AI model with single-source dataset outperforms multi-institution version
An AI program trained on MRI scans from a single institution yielded comparable results when compared to one trained with a much larger dataset pulled from multiple sources. The results are published in Clinical Imaging. [1]
In a study out of the University of Alabama at Birmingham, researchers aimed to assess the performance of an AI model in segmenting kidney and cyst regions in MR images of patients with autosomal dominant polycystic kidney disease (ADPKD). The team used the widely popular U-Net deep-learning architecture, proven useful in segmenting images, adding custom code from open-source AI and Python databases to finalize their model.
The custom U-Net model was then trained on two datasets for comparison, one from a single institution and another trained on 756 MRI images from four institutions.
The U-Net trained with a small sample size from a single institution yielded variable accuracy when segmenting images from different organizations. However, when the AI trained on a single institution was tested for the images from that same institution, it yielded comparable segmentation accuracy to the one trained with a larger multi-institutional dataset.
When both were tasked with segmenting ADPKD kidney regions in MRI images, the U-Net model trained on a single institution's data demonstrated comparable accuracy to the one trained with a larger multi-institution collection of information. However, the results varied when the single-source AI was tasked with segmenting images taken from an institution outside its dataset.
“The single institutional data has less variations in MRI scanners/coils, imaging parameters, and image pre-processing techniques, allowing the model to offset the generality of a larger model for the specificity in a smaller model in segmenting early ADPKD,” the authors led by Emma Schmidt of the University of Alabama at Birmingham wrote. “As long as the imaging hardware and protocol remain consistent, the model trained with single institutional data may be effective for kidney segmentation in the MRI images of ADPKD patients obtained from the same institute.”
The evaluation of performance using the Dice Similarity Coefficient (DSC) revealed that, for kidney image segmentation, the AI trained with a single institutional dataset were only 1%-2% lower than those trained with a multi-institutional dataset. However, in cyst segmentation, the DSCs for the model trained with a single institutional dataset were 2%-20% lower than those trained with a multi-institutional dataset.
Despite performing well when looking at a narrow set of images, the authors said that AI trained on a larger dataset from multiple institutions may still be preferable.
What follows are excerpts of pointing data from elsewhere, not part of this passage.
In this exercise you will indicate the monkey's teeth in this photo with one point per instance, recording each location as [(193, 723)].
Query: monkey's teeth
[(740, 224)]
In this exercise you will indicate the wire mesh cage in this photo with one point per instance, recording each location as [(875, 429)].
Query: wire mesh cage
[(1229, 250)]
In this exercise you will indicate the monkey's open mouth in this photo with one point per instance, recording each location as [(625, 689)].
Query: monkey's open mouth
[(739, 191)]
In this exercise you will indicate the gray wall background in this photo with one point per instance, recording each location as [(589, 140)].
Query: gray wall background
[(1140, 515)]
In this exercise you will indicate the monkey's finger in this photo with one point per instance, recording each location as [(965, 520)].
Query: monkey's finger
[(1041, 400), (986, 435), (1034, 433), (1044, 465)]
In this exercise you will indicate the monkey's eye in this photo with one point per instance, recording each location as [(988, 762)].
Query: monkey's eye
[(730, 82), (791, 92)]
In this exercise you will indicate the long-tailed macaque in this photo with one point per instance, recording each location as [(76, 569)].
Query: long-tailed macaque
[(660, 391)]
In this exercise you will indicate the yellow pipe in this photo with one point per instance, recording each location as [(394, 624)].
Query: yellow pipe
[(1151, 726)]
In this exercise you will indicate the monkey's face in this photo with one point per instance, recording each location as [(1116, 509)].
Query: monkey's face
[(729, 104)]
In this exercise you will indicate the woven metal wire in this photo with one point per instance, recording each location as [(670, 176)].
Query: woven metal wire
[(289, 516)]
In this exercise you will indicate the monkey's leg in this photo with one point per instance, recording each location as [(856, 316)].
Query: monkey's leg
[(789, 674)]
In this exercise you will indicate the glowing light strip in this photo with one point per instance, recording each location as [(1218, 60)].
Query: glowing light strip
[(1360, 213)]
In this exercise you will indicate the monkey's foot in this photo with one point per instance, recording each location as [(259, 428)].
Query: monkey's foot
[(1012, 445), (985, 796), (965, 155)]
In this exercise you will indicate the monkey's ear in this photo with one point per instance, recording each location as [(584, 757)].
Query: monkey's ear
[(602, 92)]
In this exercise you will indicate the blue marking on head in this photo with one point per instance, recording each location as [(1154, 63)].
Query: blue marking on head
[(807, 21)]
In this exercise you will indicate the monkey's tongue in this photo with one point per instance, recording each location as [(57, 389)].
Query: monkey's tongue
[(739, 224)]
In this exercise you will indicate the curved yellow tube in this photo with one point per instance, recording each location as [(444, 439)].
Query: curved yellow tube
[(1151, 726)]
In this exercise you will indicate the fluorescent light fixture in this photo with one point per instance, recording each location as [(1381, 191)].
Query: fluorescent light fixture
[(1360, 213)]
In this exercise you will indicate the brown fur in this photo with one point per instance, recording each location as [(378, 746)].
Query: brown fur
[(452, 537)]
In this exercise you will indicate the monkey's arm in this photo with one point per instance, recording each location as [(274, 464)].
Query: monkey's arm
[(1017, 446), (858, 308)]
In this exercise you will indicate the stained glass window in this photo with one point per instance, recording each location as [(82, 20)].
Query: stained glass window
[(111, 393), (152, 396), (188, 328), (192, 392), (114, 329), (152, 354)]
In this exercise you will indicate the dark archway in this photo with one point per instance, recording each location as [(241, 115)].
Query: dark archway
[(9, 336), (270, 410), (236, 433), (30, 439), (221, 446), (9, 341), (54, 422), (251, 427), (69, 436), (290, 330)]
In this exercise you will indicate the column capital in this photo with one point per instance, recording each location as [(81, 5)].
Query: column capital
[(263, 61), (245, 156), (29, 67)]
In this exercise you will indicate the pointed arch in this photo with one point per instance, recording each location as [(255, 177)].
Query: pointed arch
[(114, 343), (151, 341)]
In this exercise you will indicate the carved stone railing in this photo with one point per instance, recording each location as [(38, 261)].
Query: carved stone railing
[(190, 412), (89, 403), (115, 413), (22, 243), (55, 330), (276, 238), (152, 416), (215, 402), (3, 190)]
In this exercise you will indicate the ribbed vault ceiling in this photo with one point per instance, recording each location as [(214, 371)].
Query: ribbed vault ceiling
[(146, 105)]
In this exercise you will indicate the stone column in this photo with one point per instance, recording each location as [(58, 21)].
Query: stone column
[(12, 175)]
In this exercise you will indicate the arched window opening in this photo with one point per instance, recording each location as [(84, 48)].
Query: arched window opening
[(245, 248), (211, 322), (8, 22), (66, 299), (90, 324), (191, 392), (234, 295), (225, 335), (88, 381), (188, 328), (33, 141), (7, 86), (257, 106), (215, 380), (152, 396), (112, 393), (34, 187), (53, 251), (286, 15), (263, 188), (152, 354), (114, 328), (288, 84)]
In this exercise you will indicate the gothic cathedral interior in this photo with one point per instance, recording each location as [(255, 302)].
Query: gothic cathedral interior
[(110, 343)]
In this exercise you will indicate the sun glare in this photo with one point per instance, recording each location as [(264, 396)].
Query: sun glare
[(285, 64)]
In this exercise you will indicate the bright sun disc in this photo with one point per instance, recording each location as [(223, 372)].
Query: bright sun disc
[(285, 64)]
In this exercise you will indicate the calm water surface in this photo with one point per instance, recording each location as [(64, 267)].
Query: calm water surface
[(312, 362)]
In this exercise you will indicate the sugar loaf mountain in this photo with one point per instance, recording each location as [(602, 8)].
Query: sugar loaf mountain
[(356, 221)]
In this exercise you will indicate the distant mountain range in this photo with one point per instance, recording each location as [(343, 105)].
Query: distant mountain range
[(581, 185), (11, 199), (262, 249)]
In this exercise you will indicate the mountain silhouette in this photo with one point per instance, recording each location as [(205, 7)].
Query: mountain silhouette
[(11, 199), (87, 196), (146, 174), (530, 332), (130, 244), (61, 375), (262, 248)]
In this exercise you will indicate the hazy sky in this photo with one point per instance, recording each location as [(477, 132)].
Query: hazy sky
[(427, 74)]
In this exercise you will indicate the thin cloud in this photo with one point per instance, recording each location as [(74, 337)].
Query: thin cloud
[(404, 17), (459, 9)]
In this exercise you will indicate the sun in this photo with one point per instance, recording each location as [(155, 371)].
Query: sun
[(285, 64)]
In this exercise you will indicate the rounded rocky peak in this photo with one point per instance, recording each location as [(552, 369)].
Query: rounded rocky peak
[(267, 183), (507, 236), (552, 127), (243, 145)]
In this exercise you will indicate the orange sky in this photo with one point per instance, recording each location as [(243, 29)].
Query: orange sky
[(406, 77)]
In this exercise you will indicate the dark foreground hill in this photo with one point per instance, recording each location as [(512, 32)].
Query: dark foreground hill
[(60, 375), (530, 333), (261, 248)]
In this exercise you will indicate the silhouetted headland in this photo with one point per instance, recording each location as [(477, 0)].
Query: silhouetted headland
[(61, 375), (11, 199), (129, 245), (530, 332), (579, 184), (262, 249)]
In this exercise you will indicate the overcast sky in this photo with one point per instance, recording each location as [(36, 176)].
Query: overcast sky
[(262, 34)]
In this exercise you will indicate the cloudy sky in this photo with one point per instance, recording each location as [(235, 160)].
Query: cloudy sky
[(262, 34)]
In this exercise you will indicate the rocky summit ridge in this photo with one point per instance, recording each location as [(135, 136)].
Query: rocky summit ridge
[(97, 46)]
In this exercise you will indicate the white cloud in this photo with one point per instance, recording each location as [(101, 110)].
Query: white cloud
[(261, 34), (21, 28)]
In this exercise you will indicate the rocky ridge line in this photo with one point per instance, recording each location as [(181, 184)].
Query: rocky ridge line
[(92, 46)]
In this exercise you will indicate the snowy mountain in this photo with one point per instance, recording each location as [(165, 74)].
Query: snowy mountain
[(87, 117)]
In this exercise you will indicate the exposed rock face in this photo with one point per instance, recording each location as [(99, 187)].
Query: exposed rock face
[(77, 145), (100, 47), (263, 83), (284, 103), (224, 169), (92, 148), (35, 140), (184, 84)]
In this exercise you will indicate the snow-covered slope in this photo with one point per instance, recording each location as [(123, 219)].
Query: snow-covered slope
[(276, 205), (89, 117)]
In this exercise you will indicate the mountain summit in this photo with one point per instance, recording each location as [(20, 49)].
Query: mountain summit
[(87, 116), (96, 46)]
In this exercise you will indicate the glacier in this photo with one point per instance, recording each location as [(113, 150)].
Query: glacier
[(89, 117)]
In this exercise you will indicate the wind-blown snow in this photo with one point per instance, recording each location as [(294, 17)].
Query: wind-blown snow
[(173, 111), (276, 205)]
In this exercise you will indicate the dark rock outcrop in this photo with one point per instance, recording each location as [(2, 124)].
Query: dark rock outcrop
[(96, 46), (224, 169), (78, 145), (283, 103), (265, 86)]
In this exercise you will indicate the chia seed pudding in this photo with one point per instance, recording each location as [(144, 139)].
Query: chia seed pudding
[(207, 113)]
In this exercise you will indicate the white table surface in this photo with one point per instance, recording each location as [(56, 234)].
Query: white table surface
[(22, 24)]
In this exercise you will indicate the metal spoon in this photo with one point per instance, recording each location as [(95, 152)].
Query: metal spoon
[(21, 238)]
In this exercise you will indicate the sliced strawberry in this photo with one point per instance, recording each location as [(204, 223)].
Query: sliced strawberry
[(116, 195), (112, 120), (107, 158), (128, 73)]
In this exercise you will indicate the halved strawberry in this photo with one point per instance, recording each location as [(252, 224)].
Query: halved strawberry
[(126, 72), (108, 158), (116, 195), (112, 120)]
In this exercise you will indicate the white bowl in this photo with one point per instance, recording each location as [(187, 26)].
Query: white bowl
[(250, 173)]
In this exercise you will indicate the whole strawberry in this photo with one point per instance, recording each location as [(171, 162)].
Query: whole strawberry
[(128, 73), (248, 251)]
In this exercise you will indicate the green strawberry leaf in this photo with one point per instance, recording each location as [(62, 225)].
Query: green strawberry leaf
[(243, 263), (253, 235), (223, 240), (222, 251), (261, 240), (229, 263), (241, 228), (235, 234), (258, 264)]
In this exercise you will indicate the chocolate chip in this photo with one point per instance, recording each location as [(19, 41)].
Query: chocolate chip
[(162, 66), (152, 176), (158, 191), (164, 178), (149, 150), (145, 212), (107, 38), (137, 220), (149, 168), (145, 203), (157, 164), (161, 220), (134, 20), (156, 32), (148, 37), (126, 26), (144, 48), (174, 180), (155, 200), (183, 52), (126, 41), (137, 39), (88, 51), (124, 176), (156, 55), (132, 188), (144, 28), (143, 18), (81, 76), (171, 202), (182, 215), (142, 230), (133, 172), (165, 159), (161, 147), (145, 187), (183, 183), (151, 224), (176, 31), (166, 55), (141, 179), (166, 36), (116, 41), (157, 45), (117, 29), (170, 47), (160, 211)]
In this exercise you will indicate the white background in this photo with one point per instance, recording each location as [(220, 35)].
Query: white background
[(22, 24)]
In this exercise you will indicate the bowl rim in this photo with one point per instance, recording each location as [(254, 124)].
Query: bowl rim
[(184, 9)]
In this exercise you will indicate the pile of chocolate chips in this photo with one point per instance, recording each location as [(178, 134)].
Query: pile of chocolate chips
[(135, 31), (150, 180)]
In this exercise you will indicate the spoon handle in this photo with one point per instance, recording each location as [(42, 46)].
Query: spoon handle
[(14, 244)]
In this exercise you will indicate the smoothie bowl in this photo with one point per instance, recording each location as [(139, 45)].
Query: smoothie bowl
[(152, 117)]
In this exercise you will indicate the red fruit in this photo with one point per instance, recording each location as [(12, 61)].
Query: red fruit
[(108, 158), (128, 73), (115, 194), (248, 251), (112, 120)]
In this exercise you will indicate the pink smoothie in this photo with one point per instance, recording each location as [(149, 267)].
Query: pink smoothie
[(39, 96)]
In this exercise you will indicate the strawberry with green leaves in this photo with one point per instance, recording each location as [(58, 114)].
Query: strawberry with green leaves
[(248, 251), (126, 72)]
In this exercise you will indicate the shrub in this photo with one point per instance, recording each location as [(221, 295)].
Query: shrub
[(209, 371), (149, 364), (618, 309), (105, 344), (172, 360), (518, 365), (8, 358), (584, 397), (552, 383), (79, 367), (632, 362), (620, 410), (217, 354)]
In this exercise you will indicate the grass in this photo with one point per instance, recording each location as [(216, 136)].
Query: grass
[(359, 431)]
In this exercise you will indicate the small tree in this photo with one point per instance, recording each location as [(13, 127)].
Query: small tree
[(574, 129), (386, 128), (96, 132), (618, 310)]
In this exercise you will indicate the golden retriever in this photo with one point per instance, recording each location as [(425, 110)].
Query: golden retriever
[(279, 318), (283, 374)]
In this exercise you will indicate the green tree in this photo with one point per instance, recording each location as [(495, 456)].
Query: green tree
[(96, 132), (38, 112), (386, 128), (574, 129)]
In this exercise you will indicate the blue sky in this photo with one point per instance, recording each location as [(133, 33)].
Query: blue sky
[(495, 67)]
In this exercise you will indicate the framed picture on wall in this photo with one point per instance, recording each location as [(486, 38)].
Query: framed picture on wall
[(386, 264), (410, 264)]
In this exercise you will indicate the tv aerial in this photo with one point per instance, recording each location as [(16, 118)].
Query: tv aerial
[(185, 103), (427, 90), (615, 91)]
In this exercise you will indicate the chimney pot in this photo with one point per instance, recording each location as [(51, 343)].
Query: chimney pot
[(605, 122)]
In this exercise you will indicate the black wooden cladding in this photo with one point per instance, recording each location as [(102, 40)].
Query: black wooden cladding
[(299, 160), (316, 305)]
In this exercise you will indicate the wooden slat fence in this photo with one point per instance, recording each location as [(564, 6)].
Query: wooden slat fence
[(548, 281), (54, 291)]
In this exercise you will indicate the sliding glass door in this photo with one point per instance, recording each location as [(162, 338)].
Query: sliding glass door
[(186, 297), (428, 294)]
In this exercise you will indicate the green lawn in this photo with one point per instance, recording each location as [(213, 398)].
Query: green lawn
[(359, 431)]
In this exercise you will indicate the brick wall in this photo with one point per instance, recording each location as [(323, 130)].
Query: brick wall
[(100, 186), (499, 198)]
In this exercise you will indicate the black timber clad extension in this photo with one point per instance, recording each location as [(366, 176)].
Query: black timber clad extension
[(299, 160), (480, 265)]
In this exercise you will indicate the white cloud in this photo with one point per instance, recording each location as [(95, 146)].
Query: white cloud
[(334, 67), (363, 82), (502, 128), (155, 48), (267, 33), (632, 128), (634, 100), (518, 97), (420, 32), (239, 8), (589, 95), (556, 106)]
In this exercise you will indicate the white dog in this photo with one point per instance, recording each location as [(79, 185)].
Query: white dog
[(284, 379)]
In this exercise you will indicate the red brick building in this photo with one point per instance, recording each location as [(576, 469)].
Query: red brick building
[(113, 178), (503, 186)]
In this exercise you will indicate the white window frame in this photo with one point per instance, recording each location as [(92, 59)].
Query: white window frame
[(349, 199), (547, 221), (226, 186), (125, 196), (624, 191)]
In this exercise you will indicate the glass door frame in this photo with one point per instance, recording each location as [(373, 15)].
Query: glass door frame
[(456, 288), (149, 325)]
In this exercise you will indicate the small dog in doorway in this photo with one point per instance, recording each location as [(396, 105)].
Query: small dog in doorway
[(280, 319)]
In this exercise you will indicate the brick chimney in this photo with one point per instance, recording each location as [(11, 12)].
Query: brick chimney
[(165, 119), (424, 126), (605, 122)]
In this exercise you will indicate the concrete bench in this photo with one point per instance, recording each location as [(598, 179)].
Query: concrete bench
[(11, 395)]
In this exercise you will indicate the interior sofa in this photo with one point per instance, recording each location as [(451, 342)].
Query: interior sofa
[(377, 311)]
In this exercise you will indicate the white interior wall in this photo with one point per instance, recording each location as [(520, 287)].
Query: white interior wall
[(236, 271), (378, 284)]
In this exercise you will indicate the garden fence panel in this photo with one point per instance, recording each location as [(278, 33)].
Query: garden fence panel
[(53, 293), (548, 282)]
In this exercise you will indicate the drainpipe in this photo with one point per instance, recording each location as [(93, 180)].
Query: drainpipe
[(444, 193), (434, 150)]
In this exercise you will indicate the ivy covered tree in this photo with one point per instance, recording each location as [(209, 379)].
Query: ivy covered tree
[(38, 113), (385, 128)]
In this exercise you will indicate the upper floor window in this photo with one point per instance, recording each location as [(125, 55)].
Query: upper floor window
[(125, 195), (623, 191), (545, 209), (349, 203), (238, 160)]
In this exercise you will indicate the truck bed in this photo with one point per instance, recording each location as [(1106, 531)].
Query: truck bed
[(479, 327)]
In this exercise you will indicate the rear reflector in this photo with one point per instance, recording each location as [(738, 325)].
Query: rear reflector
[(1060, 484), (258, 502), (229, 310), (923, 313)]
“As the severity of the volume and number of cysts increase, models trained on significantly larger or multi-institutional datasets may be necessary to ensure the highest model accuracy and segmentation results,” the authors wrote, adding that the models “may need to be continuously updated to compensate for the intra-scanner variability.”
The authors warned that the custom U-Net model trained on a single institutional dataset “may not be reliable for accurate segmentation,” given its limitations.
“To improve the accuracy in cyst segmentation, a more extensive dataset should be employed and/or different deep learning algorithms may need to be explored,” the authors concluded.